There are several differences between using a GPIO pin as a binary data pin and using one as a PWM pin, and the behavior depends on several factors:

  1. Is the PWM pin a native PWN pin with hardware support, or is the PWM function being implemented with software?
  2. Has the PWM pin been initialized as a PWM pin?
  3. What processor type is used?
  4. What is the PWM frequency?
  5. Is the pin a TTL compatible output [0.4 V low, 2.7 V high]? CMOS? What Vcc?
  6. For that matter, what is the CPU?

As @0scar points out, the fan control pin is typically not connected directly to the fan, but instead uses a FET to provide isolation and switch more current than the output pin can provide. Depending on the circuit, it may be inverting or non-inverting. M42 Pxx S255 may be full on or full off. When the fan is controlled through the fan G-code, the firmware can take possible inversion into account.
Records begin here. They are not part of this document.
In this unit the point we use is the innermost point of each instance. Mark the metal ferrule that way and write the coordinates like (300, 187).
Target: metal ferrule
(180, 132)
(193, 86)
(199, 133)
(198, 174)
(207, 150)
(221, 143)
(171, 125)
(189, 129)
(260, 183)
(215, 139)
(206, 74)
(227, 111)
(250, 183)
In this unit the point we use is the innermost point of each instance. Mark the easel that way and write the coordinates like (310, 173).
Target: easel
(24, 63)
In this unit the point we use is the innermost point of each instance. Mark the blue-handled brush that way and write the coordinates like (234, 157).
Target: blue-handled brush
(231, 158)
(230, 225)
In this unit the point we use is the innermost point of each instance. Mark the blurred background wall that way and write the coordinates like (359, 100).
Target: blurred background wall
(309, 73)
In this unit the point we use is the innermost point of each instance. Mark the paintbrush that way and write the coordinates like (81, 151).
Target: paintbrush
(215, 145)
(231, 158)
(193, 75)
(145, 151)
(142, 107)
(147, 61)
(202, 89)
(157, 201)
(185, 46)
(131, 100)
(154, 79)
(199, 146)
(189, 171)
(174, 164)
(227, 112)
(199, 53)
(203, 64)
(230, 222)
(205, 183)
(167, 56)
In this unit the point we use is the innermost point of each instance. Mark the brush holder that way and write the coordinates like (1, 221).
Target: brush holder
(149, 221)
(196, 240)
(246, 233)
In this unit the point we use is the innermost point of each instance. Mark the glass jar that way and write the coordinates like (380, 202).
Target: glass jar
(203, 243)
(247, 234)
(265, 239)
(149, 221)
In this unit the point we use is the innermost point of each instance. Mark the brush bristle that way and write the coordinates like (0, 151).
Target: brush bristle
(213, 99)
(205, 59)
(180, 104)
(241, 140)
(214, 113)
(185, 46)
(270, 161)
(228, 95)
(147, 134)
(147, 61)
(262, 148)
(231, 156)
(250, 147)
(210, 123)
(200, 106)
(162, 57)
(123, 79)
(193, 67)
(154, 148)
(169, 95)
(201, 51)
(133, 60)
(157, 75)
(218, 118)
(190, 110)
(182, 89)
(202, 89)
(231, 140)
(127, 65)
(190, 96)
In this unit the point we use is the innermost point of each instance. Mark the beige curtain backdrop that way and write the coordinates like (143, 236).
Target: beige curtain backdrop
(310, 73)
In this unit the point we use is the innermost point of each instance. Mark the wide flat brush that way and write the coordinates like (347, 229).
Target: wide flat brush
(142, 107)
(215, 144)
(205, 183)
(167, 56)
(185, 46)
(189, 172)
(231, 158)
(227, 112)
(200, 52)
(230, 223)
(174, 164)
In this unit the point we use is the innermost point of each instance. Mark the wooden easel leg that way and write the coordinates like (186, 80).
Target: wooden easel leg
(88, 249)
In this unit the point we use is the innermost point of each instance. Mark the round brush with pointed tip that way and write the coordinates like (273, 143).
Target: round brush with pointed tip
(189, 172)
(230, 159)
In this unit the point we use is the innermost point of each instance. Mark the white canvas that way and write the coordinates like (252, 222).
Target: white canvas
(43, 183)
You haven't said what the input circuit to the laser involves.

  1. It is active high or active low?
  2. Does it require a pulse train to keep the output on, or is it static? I don't know how yours works, but I could imagine designing a laser module to require a continuous stream of pulses to keep the beam active so that a failure in the drive circuit could not create a safety hazard.
  3. Is it a TTL compatible input [0.7 low, 2.4 high]? CMOS? What Vcc?
  4. Is it something else?

Laser etching is generally on-topic for this group given the close association with 3D printing tech, but people are less familiar with the "standard systems". For some of us to be helpful (especially for me to be helpful) we need more of the circuitry and firmware context.